The study enrolled more than 600 infants ages four months to 11 months who had an egg allergy or severe eczema or both. Half were regularly given a snack food with peanut butter, the other half were told to avoid peanut products. They studied these kids until they turned 5 and then tested to see if they had a peanut allergy. Researchers found that 13.7 percent of the kids who weren’t exposed to peanuts had a a peanut allergy, but only and 1.9 percent of the kids who were given the snack food were allergic to peanuts.
This is the first study that confirms what doctors had suspected, says Dr. Bradley Berg, medical director of pediatrics at Scott & White Hospital in Round Rock. “If you give them peanut butter earlier, the body sees it and incorporates it into the immune system,” he says. They don’t develop the allergic reaction.
He does recommend that you start slowly with peanuts or eggs. First give them a lick off a spoon or a bite off your plate. Then give a pea size amount for a day or two, move up to half a teaspoon and then stop worrying about how much you’re giving.
A reaction will typically look like lip swelling, or hives (which are raised welts on the body that look like mosquito bites) or vomitting (not just spit up but emptying the contents of their stomach), says Dr. Elizabeth Knapp, a pediatrician with Austin Regional Clinic.

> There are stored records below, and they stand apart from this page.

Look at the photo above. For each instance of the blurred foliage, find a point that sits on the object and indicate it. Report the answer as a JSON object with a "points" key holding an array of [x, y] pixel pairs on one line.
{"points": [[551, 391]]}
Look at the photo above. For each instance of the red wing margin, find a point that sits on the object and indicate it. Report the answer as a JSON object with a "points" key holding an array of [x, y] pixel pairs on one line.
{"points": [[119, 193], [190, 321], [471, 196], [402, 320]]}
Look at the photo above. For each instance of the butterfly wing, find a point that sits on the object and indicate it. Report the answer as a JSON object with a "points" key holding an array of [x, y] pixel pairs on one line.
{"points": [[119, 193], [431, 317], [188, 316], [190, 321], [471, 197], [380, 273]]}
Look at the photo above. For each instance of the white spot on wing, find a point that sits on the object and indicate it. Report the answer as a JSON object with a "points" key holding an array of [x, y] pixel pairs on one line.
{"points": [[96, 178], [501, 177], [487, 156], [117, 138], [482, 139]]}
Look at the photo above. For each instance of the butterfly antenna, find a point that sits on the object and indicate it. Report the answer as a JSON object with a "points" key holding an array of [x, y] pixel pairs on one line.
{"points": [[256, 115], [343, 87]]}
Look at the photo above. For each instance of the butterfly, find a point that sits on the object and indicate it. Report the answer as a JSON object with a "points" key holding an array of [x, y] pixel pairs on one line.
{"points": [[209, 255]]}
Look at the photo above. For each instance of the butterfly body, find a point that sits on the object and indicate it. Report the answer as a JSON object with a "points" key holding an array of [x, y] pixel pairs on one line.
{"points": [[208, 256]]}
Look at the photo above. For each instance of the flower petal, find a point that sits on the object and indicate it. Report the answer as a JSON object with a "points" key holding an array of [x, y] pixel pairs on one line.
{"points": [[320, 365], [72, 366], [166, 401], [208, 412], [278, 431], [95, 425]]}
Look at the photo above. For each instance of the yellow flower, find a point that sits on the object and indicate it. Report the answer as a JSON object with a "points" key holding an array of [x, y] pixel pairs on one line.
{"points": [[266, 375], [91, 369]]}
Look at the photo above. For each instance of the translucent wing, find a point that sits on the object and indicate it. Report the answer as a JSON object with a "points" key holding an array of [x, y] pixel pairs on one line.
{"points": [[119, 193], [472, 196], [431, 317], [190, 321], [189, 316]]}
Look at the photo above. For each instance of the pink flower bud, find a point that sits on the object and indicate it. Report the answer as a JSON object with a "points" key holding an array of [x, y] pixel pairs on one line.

If that happens, you would call your doctor. She might want to test for allergies or send you to an allergist.
There isn’t an order as to which foods to introduce first, though most doctors still recommend cereal to start because of its convenience and parents’ ability to gradually thicken it by decreasing the amount of formula or breast milk mixed in as kids get more and more used to eating.
Typically kids lose the tongue thrust reflex between four and six months, which is when parents can then start them on food. Before that time, babies will just push the spoon away with their tongues and parents won’t be successful at getting food in. Typically, kids also will start becoming interested in parents’ food around this time and watching parents eat, Berg says.
If you had heard that babies should have vegetables before fruits, you can ignore that. You also can ignore the idea that babies shouldn’t have meat.
Knapp does recommend introducing new foods that might be an allergen like peanut butter in the morning on a day when the parents will be around to watch their babies. Don’t give it to them at bedtime when they are about to go to sleep or on a day, when parents are sending them off to day care, she recommends.
The only thing parents should wait to introduce until after babies turn 1 is whole milk. Dairy products are fine, but whole milk has too much iron for babies to process, Berg says.
The more different foods parents are introducing, Knapp says, the more they’ll ensuring that kids don’t get stuck in the one- or two-foods only rut that sometimes happens during the toddler years.